We learn once again that, while God will judge us for our sins and there will be a price to be paid (Joel 1:15-20), He will also respond to sincere repentance with mercy and salvation (Joel 2:32).
Chapter 1 begins with destruction brought about by locusts and reveals the suffering that entailed. Has any suffering you’ve endured been destructive to your relationship with God or has it been redemptive? What about Job’s response to suffering (Job 1:20-22)? The Bible gives believers clear cut direction as to what their behavior should be when they are in the midst of suffering (1 Peter 4:12-19; 5:6-7).
Most of the history of that time had to be passed by word of mouth from one generation to another (Joel 1:3). Like the fig tree, the vine is also used as a symbol for Israel as we previously read in Joel 1:6-7. In verse 15 as we also read, Joel mentions the “Day of the LORD.” This is continued in 2:1. This phrase is mentioned 5 times by Joel and mentioned by no less than 5 other prophets (Ezekiel, Amos, Obadiah, Zephaniah and Malachi). This term can also refer to the time when Christ comes to consummate history (Mal.4:5; 1 Co. 5:5; 2 Co. 1:14; 1 Th. 5:2). The book of Revelation offers more detail on the Day of the LORD.
In chapter 2, we discover that nations from the north are going to attack Israel (Joel 2:2). This is discussed in Ezekiel 38, 39. Half-hearted repentance before God will not do (Joel 2:12). He demands more than that from us and will make Himself available to us if we seek Him with all our hearts (Jer. 29:13-14). He wants genuine repentance from our hearts. When we do, we stand to be very blessed by our loving Father (Joel 2:13). God does promise to once again bring rain to the land in sufficient abundance for it to flourish (Joel 2:23-24). Joel 2:25-26 shows what the destructive power of sin can do to us — how it can eat away at our lives, but also how the restorative power of God can work in a believer’s life. In Joel 2:28-29, we see why Joel has been referred to as “the Prophet of Pentecost.” This is not the only place in scripture where we read of God pouring out His unifying Spirit on His people (Ez. 39:29; 1 Cor. 12:13; Gal. 3:28).

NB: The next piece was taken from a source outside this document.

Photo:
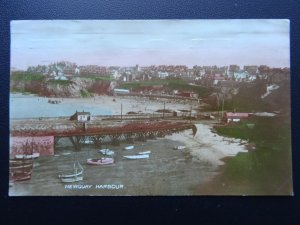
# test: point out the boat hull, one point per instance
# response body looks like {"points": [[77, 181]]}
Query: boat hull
{"points": [[143, 156], [101, 161]]}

The key to God’s redemption is found in chapter 2: the gift of His Holy Spirit. This story continues into chapter 3. In Joel 3:1-3, the LORD will restore the fortunes of Judah and Jerusalem in fulfillment of Moses’ promise (Deut. 30:3) while gathering the rest of the nations for judgment. The site of the judgment is to be the Valley of Jehoshaphat (Joel 3:2,13). What is more important than the location is the meaning of the name: “The Lord judges.”
Joel 3:4-6 records the LORD speaking directly to those who had profited from Judah’s demise. God would repay them for their offenses of robbery and slavery. There is a reverse of a statement made by Isaiah: Instead of beating swords into plowshares in Isaiah 2:4, God’s people are instructed to do the reverse (Joel 3:10). This is considered a preamble to the Battle of Armageddon, taking place in “the valley of decision” in a face-off against Israel and its God (Joel 3:14-16). This will be a time of fierce judgment for God’s enemies, but also great mercy for His people (Heitzig). The LORD is a God who restores! Joel 3:17-21 once again records the story of the LORD restoring good fortune to Israel.